LABOUR leader Jeremy Corbyn has won unlikely support for a key economic policy from a hedge fund boss.
Paul Marshall, co-founder of London-based Marshall Wace, gave qualified backing for Mr Corbyn’s advocacy of so-called “people’s quantitative easing” to boost the economy by funding infrastructure projects. He said if used correctly it would “carry quite a lot of respectability”.
Mr Marshall’s remarks in a Financial Times article were backed by Liberal Democrat former business secretary Sir Vince Cable.
The Bank of England has already used a form of QE effectively to print money to fund bond purchases, to the tune of £375bn.

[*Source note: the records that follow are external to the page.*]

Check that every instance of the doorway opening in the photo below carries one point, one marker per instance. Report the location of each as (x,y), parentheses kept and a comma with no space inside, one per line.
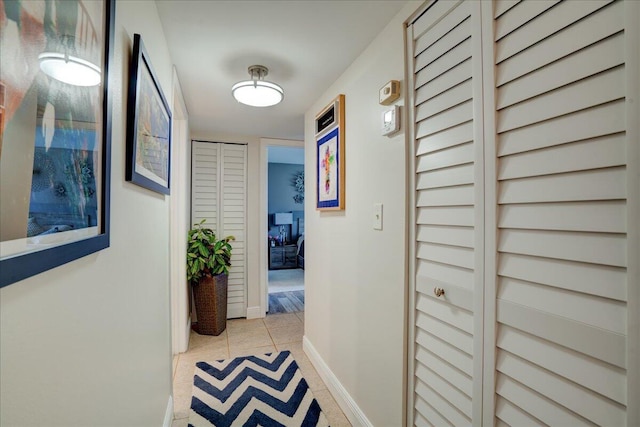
(285,225)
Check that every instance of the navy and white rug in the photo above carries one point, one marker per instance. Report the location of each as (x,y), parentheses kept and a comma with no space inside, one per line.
(266,390)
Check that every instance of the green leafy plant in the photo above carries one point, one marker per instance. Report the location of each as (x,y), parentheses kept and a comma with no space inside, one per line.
(206,254)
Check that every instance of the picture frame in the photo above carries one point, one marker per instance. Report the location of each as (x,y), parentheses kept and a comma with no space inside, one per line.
(148,151)
(55,198)
(330,158)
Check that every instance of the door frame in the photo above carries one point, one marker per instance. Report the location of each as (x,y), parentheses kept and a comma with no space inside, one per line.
(265,143)
(179,207)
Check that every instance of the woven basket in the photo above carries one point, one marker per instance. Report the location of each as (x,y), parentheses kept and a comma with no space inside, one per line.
(210,296)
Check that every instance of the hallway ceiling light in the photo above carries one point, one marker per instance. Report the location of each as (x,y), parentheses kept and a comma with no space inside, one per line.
(69,69)
(257,92)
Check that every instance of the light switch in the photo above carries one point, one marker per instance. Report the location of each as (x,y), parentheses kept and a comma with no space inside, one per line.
(377,216)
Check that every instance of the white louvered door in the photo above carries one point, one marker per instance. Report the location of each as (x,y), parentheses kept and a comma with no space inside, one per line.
(448,210)
(561,147)
(219,195)
(525,214)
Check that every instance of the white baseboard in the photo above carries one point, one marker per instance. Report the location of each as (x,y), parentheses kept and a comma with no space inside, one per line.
(168,415)
(184,345)
(255,312)
(351,410)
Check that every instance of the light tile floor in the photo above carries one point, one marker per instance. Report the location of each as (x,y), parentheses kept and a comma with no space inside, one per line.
(244,337)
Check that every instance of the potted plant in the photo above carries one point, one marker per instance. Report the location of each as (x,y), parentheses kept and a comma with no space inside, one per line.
(208,262)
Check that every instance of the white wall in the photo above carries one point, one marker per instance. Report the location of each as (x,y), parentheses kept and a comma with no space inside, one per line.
(355,282)
(88,343)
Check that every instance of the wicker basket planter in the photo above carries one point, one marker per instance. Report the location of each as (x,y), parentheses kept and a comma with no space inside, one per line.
(210,296)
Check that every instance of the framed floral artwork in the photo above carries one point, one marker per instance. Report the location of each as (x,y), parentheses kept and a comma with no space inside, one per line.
(330,160)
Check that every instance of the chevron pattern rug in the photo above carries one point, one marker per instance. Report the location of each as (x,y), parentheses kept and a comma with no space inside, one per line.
(266,390)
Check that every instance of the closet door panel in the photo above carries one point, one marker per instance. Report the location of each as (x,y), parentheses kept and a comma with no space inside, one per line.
(219,174)
(562,242)
(446,368)
(234,218)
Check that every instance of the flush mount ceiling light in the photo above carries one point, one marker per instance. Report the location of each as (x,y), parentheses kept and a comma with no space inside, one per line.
(69,69)
(257,92)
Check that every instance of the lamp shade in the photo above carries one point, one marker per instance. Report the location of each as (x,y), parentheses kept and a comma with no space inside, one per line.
(257,92)
(69,69)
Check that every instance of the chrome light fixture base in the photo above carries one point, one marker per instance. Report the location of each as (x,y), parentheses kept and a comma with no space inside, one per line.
(257,92)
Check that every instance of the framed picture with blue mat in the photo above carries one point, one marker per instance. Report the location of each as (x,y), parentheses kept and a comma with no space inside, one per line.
(55,133)
(330,160)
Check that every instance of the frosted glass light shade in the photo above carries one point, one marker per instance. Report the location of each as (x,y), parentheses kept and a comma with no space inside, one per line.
(69,69)
(257,93)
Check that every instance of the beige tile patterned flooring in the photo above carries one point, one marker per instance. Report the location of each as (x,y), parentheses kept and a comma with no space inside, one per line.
(244,337)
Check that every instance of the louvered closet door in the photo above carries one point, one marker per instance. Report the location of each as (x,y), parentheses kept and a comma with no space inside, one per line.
(447,209)
(562,219)
(234,211)
(219,195)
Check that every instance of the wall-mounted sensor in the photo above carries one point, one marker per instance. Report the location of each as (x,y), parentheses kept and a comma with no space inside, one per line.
(391,120)
(390,92)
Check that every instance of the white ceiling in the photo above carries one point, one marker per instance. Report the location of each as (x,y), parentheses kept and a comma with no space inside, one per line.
(306,44)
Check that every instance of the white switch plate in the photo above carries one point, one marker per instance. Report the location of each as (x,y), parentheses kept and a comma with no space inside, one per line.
(377,216)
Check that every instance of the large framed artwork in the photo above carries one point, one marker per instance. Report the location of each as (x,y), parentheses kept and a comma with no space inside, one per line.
(55,133)
(148,125)
(330,160)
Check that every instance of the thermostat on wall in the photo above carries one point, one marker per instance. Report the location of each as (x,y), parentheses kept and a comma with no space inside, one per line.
(389,92)
(391,120)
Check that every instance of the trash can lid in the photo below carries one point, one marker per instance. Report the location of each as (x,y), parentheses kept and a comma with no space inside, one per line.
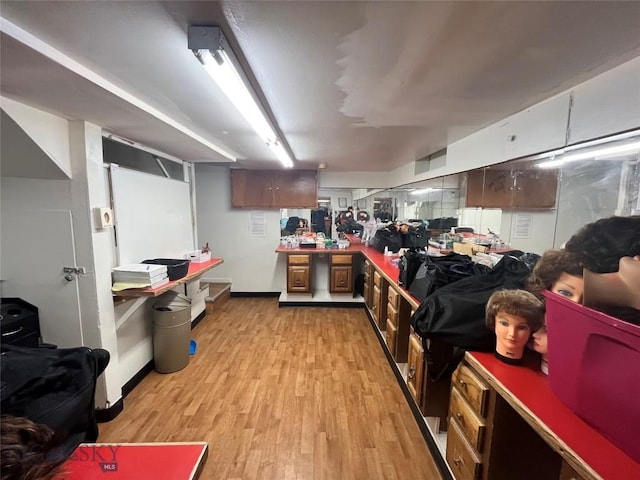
(171,301)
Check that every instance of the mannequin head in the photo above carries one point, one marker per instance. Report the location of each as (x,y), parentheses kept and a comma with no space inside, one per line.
(600,245)
(620,289)
(558,271)
(513,315)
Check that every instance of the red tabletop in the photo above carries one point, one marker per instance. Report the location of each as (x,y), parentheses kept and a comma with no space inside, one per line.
(139,461)
(527,388)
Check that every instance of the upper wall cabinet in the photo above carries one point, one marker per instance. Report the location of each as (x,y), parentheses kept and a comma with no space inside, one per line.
(274,188)
(515,185)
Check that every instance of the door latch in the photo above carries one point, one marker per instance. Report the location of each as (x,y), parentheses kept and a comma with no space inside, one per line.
(76,270)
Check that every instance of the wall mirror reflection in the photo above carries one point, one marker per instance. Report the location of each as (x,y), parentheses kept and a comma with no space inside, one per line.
(533,203)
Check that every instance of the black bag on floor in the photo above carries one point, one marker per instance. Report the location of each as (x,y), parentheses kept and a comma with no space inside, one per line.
(55,387)
(409,263)
(386,237)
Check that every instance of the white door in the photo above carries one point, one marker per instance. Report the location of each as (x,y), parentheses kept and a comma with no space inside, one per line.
(35,247)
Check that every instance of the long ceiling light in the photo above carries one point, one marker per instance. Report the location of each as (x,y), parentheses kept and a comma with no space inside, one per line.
(600,153)
(211,48)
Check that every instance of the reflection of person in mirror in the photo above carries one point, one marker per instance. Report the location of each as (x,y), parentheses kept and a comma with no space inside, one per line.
(621,288)
(513,315)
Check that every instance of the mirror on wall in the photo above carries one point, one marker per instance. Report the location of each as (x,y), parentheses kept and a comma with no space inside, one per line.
(533,203)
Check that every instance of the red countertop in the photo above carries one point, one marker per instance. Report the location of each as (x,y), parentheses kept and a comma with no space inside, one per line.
(139,461)
(527,389)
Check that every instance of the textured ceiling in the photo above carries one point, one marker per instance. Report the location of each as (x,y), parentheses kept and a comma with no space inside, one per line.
(360,86)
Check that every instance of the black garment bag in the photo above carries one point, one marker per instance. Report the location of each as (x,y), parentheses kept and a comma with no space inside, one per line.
(55,387)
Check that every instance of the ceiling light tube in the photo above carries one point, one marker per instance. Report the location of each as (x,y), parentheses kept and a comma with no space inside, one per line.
(211,49)
(600,153)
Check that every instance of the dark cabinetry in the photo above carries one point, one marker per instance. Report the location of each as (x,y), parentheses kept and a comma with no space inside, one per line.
(495,187)
(274,188)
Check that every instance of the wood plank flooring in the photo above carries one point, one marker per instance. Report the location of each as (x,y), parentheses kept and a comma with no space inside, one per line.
(289,393)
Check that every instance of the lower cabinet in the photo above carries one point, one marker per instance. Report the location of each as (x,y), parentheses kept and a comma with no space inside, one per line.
(299,273)
(488,439)
(379,300)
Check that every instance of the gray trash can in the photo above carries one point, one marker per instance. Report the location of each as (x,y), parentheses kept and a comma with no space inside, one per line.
(171,332)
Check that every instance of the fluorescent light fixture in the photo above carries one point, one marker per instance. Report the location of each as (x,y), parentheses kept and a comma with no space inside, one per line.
(598,154)
(212,50)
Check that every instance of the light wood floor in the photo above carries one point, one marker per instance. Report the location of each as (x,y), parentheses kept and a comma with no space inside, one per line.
(290,393)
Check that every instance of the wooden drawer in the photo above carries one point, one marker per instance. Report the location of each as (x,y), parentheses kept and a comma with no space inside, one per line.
(394,297)
(469,422)
(391,334)
(377,279)
(472,388)
(299,259)
(415,367)
(392,315)
(341,259)
(462,459)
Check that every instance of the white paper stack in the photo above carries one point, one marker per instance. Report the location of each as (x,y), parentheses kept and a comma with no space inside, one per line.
(139,275)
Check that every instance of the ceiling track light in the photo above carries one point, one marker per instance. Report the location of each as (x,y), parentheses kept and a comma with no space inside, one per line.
(211,48)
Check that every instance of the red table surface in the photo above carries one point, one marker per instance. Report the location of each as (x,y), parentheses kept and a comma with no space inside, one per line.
(139,461)
(531,388)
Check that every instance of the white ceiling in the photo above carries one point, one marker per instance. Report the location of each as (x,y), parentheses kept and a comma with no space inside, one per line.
(360,86)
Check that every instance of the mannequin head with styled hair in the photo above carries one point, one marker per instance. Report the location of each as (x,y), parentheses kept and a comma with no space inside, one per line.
(601,244)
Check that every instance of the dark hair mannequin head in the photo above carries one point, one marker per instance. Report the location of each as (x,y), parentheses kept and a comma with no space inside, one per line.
(600,245)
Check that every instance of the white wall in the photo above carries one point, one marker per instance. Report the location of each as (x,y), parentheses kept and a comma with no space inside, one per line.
(250,263)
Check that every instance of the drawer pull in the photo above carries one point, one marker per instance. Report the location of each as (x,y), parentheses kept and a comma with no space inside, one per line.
(8,334)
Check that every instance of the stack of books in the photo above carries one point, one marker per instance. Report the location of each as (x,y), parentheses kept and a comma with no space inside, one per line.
(139,275)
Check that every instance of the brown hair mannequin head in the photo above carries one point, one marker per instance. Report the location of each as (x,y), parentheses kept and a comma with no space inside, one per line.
(514,315)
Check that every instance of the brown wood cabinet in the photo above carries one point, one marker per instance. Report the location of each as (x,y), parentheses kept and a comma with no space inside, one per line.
(512,188)
(379,300)
(398,317)
(274,188)
(341,275)
(299,273)
(368,284)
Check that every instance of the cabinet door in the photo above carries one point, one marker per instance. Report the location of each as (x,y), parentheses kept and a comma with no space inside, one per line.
(475,187)
(391,337)
(295,189)
(498,189)
(536,189)
(377,307)
(251,188)
(415,367)
(341,279)
(298,279)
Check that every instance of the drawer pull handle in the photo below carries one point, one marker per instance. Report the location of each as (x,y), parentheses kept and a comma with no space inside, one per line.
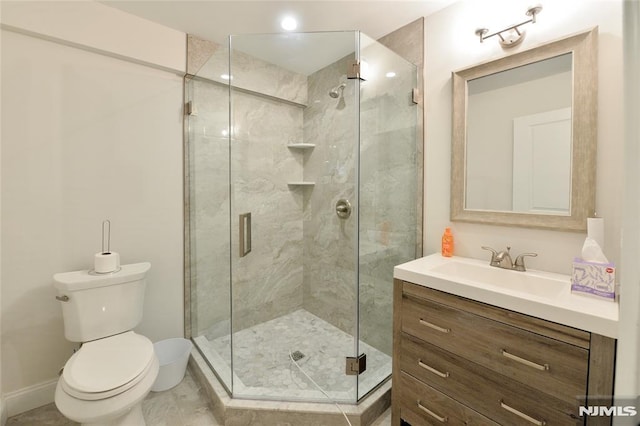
(432,414)
(541,367)
(435,327)
(522,415)
(433,370)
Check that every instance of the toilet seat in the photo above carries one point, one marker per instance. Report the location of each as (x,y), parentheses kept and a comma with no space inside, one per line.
(107,367)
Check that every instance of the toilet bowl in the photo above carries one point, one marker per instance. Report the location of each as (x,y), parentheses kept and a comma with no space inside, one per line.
(105,382)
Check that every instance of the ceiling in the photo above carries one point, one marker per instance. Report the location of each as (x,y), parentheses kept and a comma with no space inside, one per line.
(214,20)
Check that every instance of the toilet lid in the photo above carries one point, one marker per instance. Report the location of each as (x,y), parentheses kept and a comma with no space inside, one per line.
(107,364)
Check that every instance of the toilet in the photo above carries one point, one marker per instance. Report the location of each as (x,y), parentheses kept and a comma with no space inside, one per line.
(105,381)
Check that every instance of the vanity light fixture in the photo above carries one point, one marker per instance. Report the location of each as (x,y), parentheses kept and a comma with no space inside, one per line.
(513,35)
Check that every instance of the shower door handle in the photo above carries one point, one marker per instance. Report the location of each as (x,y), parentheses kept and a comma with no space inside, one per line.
(245,234)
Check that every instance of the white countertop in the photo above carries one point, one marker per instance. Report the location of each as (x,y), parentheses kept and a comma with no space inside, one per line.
(560,305)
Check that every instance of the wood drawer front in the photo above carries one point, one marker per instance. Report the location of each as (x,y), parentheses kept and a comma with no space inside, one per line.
(554,367)
(483,390)
(421,404)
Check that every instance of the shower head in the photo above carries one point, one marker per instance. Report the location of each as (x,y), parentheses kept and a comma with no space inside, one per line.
(337,91)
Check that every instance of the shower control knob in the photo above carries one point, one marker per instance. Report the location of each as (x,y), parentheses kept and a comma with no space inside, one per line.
(343,208)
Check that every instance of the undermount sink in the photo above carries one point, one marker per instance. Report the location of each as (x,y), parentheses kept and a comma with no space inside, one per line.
(540,294)
(528,281)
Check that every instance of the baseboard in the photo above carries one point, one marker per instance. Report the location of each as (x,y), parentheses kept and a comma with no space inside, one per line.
(29,398)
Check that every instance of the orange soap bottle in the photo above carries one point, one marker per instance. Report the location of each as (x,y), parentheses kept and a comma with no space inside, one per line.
(447,243)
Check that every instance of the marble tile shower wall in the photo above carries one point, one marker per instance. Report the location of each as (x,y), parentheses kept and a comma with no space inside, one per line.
(329,242)
(303,254)
(268,282)
(387,199)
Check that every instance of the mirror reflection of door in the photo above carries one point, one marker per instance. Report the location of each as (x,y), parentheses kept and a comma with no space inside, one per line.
(541,153)
(531,174)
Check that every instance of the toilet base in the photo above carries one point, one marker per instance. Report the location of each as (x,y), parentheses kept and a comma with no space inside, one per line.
(133,418)
(124,409)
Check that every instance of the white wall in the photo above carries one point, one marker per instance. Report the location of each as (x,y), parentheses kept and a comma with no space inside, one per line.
(628,371)
(89,132)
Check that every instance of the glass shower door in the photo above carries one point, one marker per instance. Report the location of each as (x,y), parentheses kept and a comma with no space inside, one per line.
(207,154)
(387,199)
(293,156)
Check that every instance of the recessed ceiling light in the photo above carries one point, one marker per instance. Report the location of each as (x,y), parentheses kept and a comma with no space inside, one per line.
(289,23)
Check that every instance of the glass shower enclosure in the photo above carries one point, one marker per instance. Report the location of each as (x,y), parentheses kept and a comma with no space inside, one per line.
(302,186)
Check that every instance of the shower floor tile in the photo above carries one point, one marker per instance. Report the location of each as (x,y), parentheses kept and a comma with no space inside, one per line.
(263,368)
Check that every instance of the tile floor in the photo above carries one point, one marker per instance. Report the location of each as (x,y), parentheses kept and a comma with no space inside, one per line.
(263,367)
(184,405)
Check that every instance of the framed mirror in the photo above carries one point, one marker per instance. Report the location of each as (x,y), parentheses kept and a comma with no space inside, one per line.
(524,137)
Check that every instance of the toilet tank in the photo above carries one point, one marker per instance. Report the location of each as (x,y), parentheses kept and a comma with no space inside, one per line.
(100,305)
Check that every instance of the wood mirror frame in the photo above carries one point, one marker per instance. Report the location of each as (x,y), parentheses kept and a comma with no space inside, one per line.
(584,48)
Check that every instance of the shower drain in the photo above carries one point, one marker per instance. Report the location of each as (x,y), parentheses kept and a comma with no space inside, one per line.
(297,356)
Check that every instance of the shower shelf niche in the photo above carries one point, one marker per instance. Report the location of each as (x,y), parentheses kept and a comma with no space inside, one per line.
(301,146)
(301,183)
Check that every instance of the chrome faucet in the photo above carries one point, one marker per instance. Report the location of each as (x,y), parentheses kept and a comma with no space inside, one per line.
(503,259)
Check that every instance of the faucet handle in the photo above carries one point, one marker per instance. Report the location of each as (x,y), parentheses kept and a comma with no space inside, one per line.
(519,263)
(494,254)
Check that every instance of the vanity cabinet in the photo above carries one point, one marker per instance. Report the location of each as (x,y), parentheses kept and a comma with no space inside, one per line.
(460,362)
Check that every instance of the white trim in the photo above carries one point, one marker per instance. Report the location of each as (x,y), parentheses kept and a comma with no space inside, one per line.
(29,398)
(3,413)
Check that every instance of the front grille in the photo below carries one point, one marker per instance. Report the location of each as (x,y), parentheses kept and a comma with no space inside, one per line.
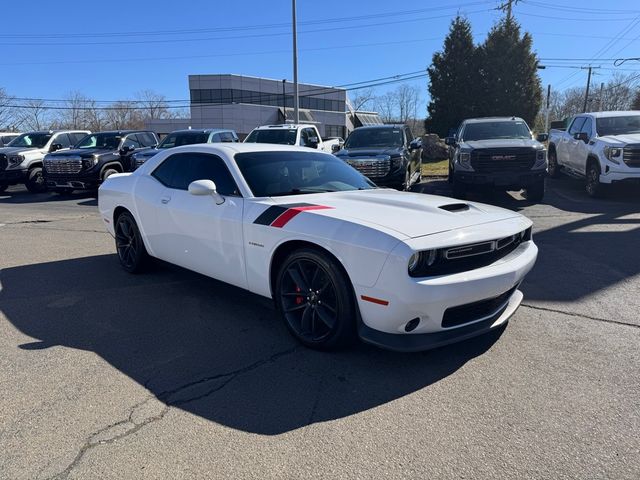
(371,167)
(631,155)
(63,165)
(499,160)
(470,312)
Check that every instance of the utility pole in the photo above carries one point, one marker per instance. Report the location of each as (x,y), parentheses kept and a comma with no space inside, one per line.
(601,96)
(546,116)
(296,109)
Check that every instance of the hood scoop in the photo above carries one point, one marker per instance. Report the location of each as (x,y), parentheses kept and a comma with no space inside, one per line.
(455,207)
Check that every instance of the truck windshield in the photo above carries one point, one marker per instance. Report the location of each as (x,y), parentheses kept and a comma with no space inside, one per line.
(183,138)
(618,125)
(33,140)
(375,137)
(280,136)
(107,141)
(495,130)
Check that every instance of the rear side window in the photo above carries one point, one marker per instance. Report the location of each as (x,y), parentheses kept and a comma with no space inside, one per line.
(180,169)
(576,125)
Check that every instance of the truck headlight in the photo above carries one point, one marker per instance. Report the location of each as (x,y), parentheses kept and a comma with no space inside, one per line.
(15,160)
(611,153)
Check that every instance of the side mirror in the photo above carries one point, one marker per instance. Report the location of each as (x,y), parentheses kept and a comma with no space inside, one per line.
(206,187)
(581,136)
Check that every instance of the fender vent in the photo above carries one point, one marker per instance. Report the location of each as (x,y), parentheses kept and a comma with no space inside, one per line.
(455,207)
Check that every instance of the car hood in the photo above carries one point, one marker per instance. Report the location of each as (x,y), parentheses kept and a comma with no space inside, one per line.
(409,215)
(502,143)
(626,139)
(80,152)
(369,152)
(15,150)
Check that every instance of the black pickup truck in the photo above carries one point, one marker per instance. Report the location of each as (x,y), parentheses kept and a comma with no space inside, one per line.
(94,158)
(497,152)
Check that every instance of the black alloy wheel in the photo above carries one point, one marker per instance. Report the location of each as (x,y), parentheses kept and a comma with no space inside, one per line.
(129,245)
(315,300)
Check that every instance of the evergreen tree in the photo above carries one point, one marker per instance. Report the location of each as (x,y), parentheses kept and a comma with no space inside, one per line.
(453,80)
(510,82)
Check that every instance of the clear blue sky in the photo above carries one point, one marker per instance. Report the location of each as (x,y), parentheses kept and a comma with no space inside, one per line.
(110,50)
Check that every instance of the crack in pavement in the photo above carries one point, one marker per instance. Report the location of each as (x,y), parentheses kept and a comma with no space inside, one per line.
(580,315)
(155,407)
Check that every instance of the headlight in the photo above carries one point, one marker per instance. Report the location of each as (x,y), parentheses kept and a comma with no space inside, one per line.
(611,152)
(89,162)
(16,160)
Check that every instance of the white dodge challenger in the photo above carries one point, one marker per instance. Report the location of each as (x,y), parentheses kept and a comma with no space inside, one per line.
(340,257)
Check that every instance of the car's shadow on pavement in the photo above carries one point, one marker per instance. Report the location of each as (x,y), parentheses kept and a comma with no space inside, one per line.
(209,348)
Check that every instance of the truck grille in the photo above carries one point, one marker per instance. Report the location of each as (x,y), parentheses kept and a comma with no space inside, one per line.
(63,165)
(631,155)
(498,160)
(371,167)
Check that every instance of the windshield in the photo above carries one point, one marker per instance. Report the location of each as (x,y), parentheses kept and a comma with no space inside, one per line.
(33,140)
(280,136)
(618,125)
(273,174)
(106,141)
(495,130)
(374,137)
(183,138)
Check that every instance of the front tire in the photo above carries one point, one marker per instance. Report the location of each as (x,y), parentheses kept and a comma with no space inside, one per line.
(535,191)
(314,297)
(132,253)
(35,181)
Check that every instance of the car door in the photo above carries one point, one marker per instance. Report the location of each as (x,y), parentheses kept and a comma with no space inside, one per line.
(567,148)
(193,231)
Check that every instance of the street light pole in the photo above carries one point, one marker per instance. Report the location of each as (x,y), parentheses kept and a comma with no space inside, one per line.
(296,109)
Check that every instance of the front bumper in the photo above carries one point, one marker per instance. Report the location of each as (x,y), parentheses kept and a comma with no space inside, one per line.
(515,180)
(432,300)
(13,176)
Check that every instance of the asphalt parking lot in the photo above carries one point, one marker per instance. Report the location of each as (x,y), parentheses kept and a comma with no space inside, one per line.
(173,375)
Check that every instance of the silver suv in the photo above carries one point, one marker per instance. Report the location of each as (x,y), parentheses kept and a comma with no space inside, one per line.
(22,161)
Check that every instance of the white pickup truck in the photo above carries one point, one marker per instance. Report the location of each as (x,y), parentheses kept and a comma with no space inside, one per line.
(602,148)
(289,134)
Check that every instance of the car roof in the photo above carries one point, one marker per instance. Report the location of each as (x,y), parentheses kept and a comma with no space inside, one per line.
(623,113)
(493,119)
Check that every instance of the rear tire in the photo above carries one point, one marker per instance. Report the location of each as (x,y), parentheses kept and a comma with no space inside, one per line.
(132,253)
(535,192)
(315,299)
(35,181)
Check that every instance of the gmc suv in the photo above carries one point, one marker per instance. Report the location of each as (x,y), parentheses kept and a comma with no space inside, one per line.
(387,154)
(22,161)
(94,158)
(497,152)
(185,137)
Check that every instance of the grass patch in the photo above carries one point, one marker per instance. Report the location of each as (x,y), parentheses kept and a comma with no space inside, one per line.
(440,167)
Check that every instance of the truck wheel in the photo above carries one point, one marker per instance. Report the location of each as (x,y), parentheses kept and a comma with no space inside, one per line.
(459,189)
(535,191)
(592,184)
(554,169)
(35,181)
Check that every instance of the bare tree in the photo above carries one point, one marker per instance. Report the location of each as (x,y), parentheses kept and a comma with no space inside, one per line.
(34,116)
(363,99)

Together with low interest rates, this loose monetary policy is designed to ease credit conditions and prop up the recovery.
In an article, Mr Marshall acknowledged that the policy had in practice made banks - and anyone with assets - richer and that all of those working in financial markets “owe a debt to QE”.
He added: “It is no surprise that the left is angry about this, nor that they are looking for other versions of QE that do not so directly benefit bankers and the rich.”
Mr Marshall warned that the type of QE advocated by Mr Corbyn to improve housing and infrastructure would be “flawed” at the moment and risk stoking inflation.
“But if the idea were kept as something to implement the next time the country faces a financial crisis, it would carry quite a lot of respectability,” he said.
Sir Vince said: “Paul Marshall is right. People’s quantitative easing has a role but only in crisis and slump.”
Bank of England governor Mark Carney, questioned about the implications of this kind of policy, has said it could imperil price stability, with the potential for rising inflation which would hit the poor and the elderly the hardest.